I’ve been struggling over the past 3 to 4 months or so on many levels, the inner, the outer, the greater, the smaller. The macro, the micro, the personal, the social. It’s all been weighing me down and raising so many questions. I’m also on the up/down rollercoaster of emotions: one moment I feel positive about the future of ‘things’, other moments I crumble and fall apart at the smallest of inconveniences and it connects me to a neglected grief that’s been patiently waiting for me with a sad smile. As much as I know that grief is a friend; I rarely look directly at her. I might, after all, turn into stone or ashes and hardening up or falling apart is not an option right now.
Last night, while painting, I watched a film called ‘Interstellar’ and it’s about humans trying to find another planet to live on as Earth is dying in this film. And at some point, someone said something that included the word ‘mankind’. As the word was uttered, it caught me unexpected; I froze and inhaled a choking breath as if the word ‘mankind’ was caught in my throat like a fly in a spider’s web or like a hot piece of coal and I started to sob, deeply. Like heaving, dramatic sobs. The love I feel for ‘mankind’ (as fucked up as it is) washed over me and I cried for all that’s been, all that’s happened, all that’s happening right now and all that’s to come. Grief managed to make me look at her for a second there after all. Sneaky.
Back to this beast of a painting. I’ve been painting a lot of abstracts lately. For years I’ve flirted with abstracts and struggled, but the flirting has turned into full on committed marriage now and I can’t let go. I’m a tiny bit obsessed.
Painting abstract is much harder than figurative art though. You can’t rely on imagery to convey a message, you are much more reliant on using colour effectively, contrast, composition, movement, rhythm etc. There is a depth of poetry, mystery and mysticism in abstract that can be really hard to grasp.
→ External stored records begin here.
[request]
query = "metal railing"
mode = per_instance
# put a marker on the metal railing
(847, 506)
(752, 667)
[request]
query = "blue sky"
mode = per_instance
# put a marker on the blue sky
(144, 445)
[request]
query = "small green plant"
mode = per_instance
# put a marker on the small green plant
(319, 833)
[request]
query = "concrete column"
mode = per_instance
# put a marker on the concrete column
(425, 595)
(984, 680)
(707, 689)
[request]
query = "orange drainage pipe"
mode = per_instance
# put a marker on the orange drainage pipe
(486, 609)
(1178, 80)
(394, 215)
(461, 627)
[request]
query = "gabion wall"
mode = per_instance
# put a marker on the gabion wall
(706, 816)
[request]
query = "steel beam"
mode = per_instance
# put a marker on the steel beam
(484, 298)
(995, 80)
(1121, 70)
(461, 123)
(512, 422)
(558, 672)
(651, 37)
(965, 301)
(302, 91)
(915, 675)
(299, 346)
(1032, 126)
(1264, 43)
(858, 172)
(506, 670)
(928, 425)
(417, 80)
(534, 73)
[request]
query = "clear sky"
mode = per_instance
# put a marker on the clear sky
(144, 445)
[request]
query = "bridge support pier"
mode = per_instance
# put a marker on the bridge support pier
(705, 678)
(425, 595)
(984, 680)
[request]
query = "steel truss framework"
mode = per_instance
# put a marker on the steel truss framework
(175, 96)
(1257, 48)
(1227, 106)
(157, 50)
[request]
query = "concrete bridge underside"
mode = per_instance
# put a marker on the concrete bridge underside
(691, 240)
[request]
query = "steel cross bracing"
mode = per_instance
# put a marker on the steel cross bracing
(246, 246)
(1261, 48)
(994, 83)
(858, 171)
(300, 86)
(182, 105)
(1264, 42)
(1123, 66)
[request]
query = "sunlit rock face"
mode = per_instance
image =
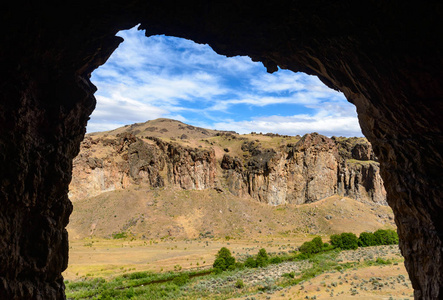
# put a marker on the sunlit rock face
(385, 57)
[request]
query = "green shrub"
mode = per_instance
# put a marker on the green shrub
(181, 280)
(239, 284)
(366, 239)
(344, 241)
(382, 261)
(262, 258)
(312, 247)
(275, 260)
(224, 260)
(119, 235)
(250, 262)
(289, 275)
(386, 237)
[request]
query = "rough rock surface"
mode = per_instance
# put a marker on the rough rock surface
(313, 169)
(305, 172)
(386, 57)
(106, 164)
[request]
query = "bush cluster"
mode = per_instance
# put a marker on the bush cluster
(224, 260)
(344, 241)
(313, 247)
(260, 261)
(380, 237)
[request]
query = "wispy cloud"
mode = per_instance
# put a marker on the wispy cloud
(159, 76)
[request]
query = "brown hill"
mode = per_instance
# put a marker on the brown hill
(269, 168)
(188, 214)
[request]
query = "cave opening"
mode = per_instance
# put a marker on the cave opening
(384, 57)
(135, 85)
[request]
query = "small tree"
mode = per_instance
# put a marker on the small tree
(250, 262)
(366, 239)
(344, 241)
(386, 237)
(262, 258)
(348, 241)
(223, 260)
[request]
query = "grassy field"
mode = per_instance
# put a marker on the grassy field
(132, 273)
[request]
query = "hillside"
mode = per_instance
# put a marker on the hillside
(269, 168)
(172, 213)
(164, 178)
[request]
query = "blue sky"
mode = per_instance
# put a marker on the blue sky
(168, 77)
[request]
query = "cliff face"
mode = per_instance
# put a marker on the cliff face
(312, 169)
(305, 172)
(106, 164)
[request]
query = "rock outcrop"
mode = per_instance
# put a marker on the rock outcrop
(314, 168)
(106, 164)
(305, 172)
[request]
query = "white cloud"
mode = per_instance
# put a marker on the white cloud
(293, 125)
(148, 78)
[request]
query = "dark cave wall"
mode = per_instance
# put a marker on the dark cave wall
(385, 57)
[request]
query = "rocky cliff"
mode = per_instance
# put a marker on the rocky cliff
(297, 171)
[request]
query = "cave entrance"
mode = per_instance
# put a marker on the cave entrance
(172, 78)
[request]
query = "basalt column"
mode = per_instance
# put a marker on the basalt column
(38, 142)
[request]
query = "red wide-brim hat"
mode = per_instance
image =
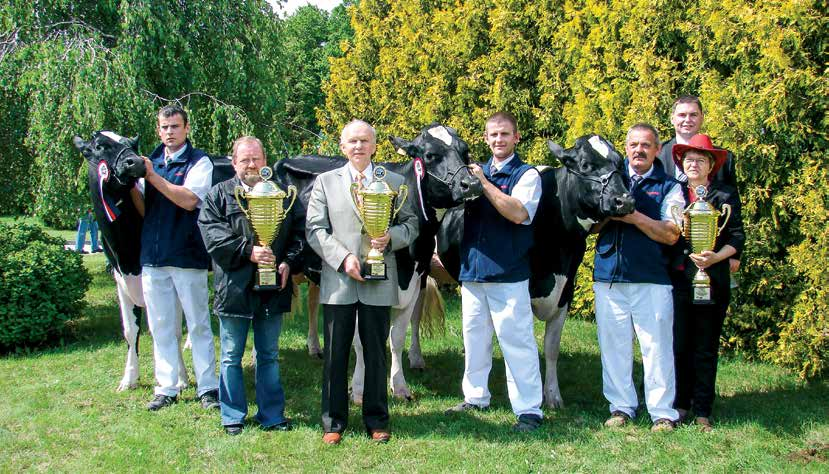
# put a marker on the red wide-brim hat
(701, 142)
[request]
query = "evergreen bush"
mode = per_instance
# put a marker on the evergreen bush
(42, 286)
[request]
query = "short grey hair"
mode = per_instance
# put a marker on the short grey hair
(248, 139)
(358, 122)
(642, 126)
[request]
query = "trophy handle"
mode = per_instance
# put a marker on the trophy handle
(291, 194)
(403, 193)
(727, 213)
(677, 215)
(239, 194)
I believe much of the qualities of abstract art live in the right, emotional, relational parts of the brain. People with trauma (like me) have a tendency to be more left-brained, more logical, more problem-solving than relational and it’s taken me years to open the door to the metaphors of the mystery of being alive. Since I’ve been doing work with the remarkable Sarah Peyton (trauma work with a focus on empathic resonance and the brain), my brain is a much safer place to live in and access to the beauty of metaphor, poetry and relationality is more readily available to me now.
I think I feel called to explore abstract more now because I am healing the numbed, oppressed and violated parts of me. Something cold is melting away and allowing for something new to grow. It feels like a change, transformation or an evolution of some sorts.
But, it is beastly work! Hard and treacherous is the road of healing, evolving, facing the dark (and grief!). I’ll keep wrangling with it all.
Thanks for reading a somewhat longer art/ life musing, in an almost blog-like format. It flowed spontaneously out of my fingers today. I’ve been wanting to share more intimately with people online for some time now but have not found it that safe and less easy over the past 4/5 years. I used to blog 2/3 times a day many years ago and loved it. Jumping back into a mini blog format feels comfortable and safe somehow. Thanks for reading. I appreciate you. Oh and hope you like the painting! I love it! It was created over several layers of other paintings finished off with amazingly creamy and beautiful oil pastels by Sennelier! They are like butter!